Recordar pode trazer muito sofrimento para um indivíduo ou para um grupo em 
determinadas situações e o ato de "esquecer" corresponde a resistência, a 
sobrevivência do grupo diante das mágoas vividas. Desta forma, não recordando, 
a pessoa ou o grupo vive melhor o seu presente, projeta um futuro 
desconsiderando tais registros. 
Exorcizar tais fantasmas pode ser um desafio para o historiador, para 
aquele que contribui para a recuperação das memórias: "...há que considerar o lado 
mais positivo: a exploração coletiva de histórias de vida em projetos participativos pode ajudar as 
pessoas a reconhecer e valorizar experiências que foram silenciadas, ou a enfrentar aspectos 
difíceis e dolorosos de nossas vidas. Para alguns, esse processo será extremamente polêmico; 
para outros será gratificante: as novas histórias podem contribuir para divulgar as experiências 
vividas por indivíduos e grupos que foram excluídos ou marginalizados em narrativas históricas 
anteriores." (Thomson, 2000, p.72) 
"Recordar é ser" 
 
As memórias sacramentam a existência e o pertencimento a determinado 
grupo, com seus rituais, seus costumes, seus credos, sua etnia própria. Somos 
mais ou menos prestigiados conforme a "quantidade de memória" produzida, 
registrada. 
Para Rousso (2000) a memória é: "uma reconstrução psíquica e intelectual que 
acarreta de fato uma representação seletiva do passado, uma passado que nunca é aquele do 
indivíduo somente, mas de um indivíduo inserido num contexto familiar, social, nacional. Portanto 
toda memória é, por definição, ‘coletiva’, como sugeriu Maurice Halbwachs. Seu atributo mais 
imediato é garantir a continuidade do tempo e permitir resistir à alteridade, ao "tempo que muda", 
às rupturas que são o destino de toda vida humana; em suma, ela constitui - eis uma banalidade - 
um elemento essencial da identidade, da percepção de si e dos outros. " (p.95, grifos meus) 
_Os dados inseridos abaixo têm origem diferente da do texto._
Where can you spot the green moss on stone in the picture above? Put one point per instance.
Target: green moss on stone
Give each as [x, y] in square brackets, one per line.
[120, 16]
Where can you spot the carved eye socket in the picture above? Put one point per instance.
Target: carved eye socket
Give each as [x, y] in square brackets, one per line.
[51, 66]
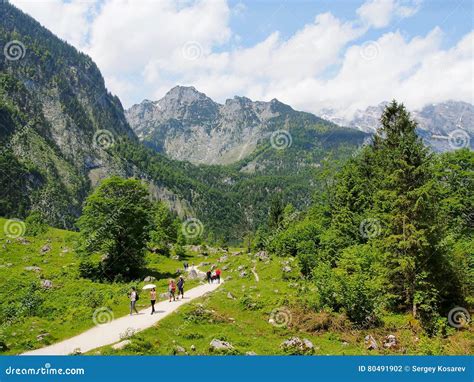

A memória se produz e reproduz em um contexto de mudança, está em 
movimento, os registros aparecem em determinado momento da vida, em 
determinada época em umgrupo social, em um país, em função de outros 
acontecimentos imediatos, outras recorrências, sendo estas recorrências de 
lembranças observadas pelos historiadores para constituir a memória coletiva. 
O processo contínuo de lembrar e esquecer, de constituir identidades, de 
registrar as lembranças e valorizar os registros, vai garantindo a cidadania, a 
autonomia, a capacidade plena do "ser" político e social, possibilidades de 
inclusão social, tolerância e convivência na sociedade pelo conhecimento das 
suas memórias e de outros grupos sociais, que possuem outros credos, outras 
formas de alimentar-se, vestir-se, outros entendimentos sobre a vida. 
As lembranças constituem o ser, e o ser constitui as lembranças por sua 
capacidade de lembrar e esquecer, impregnado de suas experiências imediatas. 
 
 
 
 
 
 
Referências bibliográficas: 
BOSI, Ecléa. Memória e Sociedade: lembrança de velhos. São Paulo: T. A. 
Queiroz, 1983. 
ELIAS, Norbert. A sociedade dos Indivíduos. Lisboa: Publicações Dom Quixote, 
1999. 
ELIAS, Norbert e SCOTSON, John L.. Os estabelecidos e os outsiders. Rio de 
Janeiro: Jorge Zahar, 2000. 
THOMSON, Alistair, FRISCH, Michael, HAMILTON, Paula. Os debates sobre 
memória e história: alguns aspectos internacionais. In Usos e Abusos da História 
Oral. 3 ed. Rio de Janeiro: Editora da Fundação Getúlio Vargas, 2000. 
ROUSSO, Henry. A memória não é mais o que era. In Usos e Abusos da 
História Oral. 3 ed. Rio de Janeiro: Editora da Fundação Getúlio Vargas, 2000.